His enemies did not seem to be in a hurry to finish him off, and yet… his death was inevitable.
“Curses…”
Sir Rivalen swayed and fell to his knees, his blood mixing with the restless water. He looked up with a stalwart expression.
A giant beast that looked like a graceful panther was slowly descending the stone steps. Worse still…
Two human figures were walking in front of it, each bearing terrible wounds. They were the corpses of two paladins of Valor that the daughter of Ki Song had already killed, brought back to a perverse semblance of life by the villainous queen. His former peers, comrades, and companions.
Sir Rivalen gritted his teeth, knowing that there was no escape.
He wasn’t really afraid of death, as long as it was for a noble cause. However… becoming one of these things, being used to harm his fellow knights…
It seemed too vile.
He looked down, at his bloodied reflection in the water, and whispered quietly: “…I’ll have to make sure that my body is entirely destroyed, then.”

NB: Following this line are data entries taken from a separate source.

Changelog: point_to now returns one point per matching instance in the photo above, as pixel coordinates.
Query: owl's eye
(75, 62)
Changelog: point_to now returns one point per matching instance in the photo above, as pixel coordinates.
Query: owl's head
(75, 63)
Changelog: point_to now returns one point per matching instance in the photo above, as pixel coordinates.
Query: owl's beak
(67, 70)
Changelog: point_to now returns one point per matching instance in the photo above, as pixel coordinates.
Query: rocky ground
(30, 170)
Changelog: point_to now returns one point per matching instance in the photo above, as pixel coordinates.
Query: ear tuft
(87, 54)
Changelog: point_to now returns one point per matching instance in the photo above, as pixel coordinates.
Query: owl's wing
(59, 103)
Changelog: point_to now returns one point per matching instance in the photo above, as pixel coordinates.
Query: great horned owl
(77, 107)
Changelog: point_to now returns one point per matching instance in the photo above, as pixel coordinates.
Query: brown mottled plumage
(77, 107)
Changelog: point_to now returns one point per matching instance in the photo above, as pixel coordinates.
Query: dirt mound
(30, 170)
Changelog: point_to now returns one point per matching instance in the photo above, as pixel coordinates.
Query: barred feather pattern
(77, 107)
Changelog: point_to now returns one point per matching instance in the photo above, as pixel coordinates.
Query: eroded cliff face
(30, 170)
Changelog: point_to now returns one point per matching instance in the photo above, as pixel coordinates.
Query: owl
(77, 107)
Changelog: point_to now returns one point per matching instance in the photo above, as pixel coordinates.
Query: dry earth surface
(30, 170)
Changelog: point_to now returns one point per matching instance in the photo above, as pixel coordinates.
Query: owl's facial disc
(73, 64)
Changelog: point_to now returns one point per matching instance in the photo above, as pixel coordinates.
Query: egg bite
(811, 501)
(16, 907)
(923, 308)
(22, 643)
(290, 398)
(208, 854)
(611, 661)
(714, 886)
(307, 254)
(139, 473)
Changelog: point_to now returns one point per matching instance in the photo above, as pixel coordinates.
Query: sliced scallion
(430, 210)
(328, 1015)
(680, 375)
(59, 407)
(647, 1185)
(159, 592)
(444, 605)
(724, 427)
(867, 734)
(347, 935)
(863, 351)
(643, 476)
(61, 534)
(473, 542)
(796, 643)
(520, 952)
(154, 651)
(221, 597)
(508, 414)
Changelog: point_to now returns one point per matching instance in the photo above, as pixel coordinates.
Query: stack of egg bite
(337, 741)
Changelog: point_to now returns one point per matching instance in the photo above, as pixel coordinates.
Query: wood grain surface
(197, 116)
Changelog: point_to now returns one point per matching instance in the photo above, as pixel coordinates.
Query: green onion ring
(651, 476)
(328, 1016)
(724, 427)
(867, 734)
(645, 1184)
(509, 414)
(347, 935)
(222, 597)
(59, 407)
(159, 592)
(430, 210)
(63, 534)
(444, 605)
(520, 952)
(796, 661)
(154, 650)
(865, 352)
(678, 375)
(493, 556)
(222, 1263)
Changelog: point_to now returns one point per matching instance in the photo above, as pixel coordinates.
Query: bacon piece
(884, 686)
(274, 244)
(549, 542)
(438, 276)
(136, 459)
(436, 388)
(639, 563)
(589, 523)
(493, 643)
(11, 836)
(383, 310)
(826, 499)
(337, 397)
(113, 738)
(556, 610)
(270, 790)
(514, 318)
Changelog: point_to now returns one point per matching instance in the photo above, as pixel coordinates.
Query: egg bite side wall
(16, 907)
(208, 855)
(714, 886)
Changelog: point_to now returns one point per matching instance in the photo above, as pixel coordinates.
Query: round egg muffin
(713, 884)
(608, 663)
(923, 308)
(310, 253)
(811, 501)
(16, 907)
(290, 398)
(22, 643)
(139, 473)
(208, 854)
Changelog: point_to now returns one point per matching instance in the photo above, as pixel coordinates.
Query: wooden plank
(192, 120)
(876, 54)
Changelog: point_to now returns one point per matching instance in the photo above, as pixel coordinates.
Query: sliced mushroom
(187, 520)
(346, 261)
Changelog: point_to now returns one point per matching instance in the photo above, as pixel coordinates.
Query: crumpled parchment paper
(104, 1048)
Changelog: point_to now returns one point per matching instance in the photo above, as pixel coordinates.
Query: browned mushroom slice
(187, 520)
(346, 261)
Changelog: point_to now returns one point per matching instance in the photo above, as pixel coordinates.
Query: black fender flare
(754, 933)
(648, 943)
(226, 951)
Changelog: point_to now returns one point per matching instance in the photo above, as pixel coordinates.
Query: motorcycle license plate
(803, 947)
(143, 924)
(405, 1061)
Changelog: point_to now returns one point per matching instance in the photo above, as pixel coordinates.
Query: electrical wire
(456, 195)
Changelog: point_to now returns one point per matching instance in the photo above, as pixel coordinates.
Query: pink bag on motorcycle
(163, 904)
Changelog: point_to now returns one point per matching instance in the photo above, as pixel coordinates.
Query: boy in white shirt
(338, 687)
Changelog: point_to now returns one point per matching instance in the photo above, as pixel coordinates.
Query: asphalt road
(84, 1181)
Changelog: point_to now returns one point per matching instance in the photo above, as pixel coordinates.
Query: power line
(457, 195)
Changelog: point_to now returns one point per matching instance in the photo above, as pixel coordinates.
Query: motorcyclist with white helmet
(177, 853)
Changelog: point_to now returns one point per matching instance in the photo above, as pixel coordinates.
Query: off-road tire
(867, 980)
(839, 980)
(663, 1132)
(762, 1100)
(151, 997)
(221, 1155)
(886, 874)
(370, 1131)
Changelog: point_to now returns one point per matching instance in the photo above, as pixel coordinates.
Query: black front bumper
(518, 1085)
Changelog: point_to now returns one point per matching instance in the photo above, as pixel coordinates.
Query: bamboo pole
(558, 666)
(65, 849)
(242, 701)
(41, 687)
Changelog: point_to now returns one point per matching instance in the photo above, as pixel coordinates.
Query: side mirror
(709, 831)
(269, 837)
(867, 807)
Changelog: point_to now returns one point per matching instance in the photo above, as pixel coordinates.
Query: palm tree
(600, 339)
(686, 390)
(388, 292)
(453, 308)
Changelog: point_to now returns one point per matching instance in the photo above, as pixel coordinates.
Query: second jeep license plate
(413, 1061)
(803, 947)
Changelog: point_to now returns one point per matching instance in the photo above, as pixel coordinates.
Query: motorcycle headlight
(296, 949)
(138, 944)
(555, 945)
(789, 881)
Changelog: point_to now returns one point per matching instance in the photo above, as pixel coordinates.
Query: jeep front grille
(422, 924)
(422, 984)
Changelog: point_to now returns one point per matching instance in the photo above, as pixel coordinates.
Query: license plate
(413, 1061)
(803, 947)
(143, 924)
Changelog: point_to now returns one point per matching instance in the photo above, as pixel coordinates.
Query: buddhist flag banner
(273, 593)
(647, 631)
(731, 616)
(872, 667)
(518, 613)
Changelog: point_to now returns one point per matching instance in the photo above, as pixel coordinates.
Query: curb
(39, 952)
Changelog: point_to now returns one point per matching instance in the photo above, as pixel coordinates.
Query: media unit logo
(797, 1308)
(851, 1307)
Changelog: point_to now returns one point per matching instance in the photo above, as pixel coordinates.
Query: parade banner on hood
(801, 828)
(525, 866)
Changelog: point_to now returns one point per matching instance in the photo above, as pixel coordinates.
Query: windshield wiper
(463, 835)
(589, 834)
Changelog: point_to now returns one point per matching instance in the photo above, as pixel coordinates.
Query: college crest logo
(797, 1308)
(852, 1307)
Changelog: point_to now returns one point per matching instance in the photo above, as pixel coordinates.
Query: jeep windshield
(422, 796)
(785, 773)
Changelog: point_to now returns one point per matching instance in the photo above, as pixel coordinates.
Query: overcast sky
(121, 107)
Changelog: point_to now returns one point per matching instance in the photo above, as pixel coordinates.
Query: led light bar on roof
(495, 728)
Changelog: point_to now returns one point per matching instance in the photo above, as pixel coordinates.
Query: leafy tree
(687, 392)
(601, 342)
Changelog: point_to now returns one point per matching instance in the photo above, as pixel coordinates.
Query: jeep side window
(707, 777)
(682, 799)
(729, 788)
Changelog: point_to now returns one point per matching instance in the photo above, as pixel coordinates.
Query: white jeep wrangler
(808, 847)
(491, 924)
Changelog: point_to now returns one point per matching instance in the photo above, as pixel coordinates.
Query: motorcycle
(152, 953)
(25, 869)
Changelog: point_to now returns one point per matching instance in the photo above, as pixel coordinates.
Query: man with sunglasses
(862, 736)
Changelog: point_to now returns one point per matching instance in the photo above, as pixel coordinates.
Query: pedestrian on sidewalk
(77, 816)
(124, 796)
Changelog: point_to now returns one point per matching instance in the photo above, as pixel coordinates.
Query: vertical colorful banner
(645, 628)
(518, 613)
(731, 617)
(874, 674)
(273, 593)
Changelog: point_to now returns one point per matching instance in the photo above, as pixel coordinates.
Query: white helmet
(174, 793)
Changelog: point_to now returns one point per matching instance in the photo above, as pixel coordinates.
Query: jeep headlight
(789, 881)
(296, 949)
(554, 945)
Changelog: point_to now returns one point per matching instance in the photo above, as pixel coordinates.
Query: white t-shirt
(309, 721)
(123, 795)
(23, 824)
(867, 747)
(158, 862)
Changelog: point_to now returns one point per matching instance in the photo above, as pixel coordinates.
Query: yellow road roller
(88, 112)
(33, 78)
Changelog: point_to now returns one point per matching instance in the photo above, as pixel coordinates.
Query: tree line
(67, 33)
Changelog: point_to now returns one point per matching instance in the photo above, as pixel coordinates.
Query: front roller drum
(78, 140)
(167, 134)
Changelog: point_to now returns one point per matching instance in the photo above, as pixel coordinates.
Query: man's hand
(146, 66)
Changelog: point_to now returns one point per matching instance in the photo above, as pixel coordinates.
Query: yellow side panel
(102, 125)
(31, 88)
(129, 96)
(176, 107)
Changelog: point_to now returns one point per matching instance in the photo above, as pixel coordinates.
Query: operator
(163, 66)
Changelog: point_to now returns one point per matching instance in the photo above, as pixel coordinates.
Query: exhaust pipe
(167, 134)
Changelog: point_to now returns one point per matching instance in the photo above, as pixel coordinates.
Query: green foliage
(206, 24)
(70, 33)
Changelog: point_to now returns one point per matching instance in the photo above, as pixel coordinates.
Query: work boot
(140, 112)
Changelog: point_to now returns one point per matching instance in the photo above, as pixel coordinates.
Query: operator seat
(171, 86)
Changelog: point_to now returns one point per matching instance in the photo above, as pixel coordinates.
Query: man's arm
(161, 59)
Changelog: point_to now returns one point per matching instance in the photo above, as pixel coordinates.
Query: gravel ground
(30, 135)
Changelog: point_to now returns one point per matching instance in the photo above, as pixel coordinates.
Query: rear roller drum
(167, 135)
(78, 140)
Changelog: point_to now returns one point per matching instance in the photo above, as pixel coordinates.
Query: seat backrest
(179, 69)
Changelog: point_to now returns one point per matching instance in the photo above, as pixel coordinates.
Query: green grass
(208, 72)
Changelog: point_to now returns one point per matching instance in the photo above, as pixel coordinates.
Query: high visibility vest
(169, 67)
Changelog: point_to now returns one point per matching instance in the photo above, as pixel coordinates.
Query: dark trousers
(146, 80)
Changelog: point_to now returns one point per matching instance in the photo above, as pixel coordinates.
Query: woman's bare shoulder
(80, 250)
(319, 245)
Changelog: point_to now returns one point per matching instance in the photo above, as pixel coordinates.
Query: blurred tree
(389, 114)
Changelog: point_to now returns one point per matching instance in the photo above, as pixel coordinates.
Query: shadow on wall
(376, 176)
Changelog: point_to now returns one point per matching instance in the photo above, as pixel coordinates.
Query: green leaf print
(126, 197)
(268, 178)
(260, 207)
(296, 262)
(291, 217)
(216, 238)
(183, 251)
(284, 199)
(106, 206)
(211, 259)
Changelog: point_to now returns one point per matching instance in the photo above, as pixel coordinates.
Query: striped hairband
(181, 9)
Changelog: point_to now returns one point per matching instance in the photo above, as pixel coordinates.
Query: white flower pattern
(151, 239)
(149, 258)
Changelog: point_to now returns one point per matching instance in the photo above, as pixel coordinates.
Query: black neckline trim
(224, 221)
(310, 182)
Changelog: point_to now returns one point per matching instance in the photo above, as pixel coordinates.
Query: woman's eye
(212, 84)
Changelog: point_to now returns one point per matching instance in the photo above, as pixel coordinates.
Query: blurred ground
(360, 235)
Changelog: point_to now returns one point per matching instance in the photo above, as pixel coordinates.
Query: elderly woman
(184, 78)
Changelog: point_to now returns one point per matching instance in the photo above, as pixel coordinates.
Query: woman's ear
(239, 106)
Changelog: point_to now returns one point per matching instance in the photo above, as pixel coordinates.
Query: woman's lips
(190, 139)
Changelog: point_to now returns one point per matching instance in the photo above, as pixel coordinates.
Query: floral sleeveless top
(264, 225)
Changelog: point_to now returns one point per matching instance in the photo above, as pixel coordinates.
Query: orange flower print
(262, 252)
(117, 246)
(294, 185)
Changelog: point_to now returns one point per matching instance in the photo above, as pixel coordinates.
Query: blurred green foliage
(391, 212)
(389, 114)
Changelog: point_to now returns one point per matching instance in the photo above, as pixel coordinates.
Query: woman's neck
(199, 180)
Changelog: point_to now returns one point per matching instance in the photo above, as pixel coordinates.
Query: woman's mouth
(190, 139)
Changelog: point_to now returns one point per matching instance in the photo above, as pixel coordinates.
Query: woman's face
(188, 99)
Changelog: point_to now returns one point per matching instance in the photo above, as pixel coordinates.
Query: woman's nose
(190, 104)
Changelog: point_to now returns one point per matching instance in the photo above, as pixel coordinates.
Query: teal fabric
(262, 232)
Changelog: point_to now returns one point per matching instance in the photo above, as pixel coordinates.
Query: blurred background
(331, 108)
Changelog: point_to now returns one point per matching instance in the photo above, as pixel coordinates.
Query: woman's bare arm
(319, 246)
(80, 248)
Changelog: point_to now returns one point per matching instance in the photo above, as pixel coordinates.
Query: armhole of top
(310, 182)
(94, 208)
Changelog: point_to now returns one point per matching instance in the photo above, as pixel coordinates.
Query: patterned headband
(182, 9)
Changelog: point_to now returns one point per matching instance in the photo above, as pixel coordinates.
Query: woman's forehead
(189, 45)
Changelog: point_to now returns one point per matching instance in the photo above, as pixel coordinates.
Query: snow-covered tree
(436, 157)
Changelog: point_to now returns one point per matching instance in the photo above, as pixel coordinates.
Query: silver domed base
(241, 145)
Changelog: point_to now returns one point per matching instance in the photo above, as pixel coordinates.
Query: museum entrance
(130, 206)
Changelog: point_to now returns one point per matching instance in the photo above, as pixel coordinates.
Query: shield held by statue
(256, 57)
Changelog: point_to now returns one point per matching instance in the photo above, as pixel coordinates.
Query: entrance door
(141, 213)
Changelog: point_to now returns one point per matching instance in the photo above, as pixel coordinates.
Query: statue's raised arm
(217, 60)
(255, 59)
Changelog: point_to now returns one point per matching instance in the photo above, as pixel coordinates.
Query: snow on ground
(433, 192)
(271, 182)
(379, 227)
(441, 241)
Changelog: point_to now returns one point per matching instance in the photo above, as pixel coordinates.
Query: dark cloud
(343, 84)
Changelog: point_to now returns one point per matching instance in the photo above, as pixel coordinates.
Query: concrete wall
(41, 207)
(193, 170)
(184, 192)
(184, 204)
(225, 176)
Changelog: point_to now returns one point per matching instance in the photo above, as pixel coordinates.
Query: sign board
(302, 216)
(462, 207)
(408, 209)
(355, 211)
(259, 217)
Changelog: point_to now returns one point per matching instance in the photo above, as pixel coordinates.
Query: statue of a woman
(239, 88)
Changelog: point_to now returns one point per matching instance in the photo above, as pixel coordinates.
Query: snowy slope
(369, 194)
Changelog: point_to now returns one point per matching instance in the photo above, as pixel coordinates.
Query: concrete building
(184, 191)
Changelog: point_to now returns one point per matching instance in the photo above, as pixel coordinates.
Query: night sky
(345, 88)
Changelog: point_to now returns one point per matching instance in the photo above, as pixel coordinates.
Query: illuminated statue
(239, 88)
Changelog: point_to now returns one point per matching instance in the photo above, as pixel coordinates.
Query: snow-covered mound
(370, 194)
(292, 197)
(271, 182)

His voice was weak, but full of resolve.
The enemies were drawing near…
Before Saint Rivalen could do anything, though, he felt the water grow strangely warm around him… searing, even.
Then, it suddenly seethed and surged.
A moment later, a dreadful monster rose from the lake right behind him.
It was a great fiend forged of black metal, with four long arms and infernal flames burning in his malevolent eyes. Rivers of water streamed from his polished, spiked carapace, hissing as they evaporated and turned into clouds of steam.
Towering above the kneeling Rivalen, the fiend looked down at Silent Stalker and the two Transcendent corpses.
Then, he opened his terrible maw and spat a mouthful of glass shards into the lake.
Saint Rivalen was momentarily befuddled.
‘What?‘
Why did it seem as though the harrowing creature had a disgruntled expression on its ferocious face?
…And why did it seem as if it had been chewing on glass?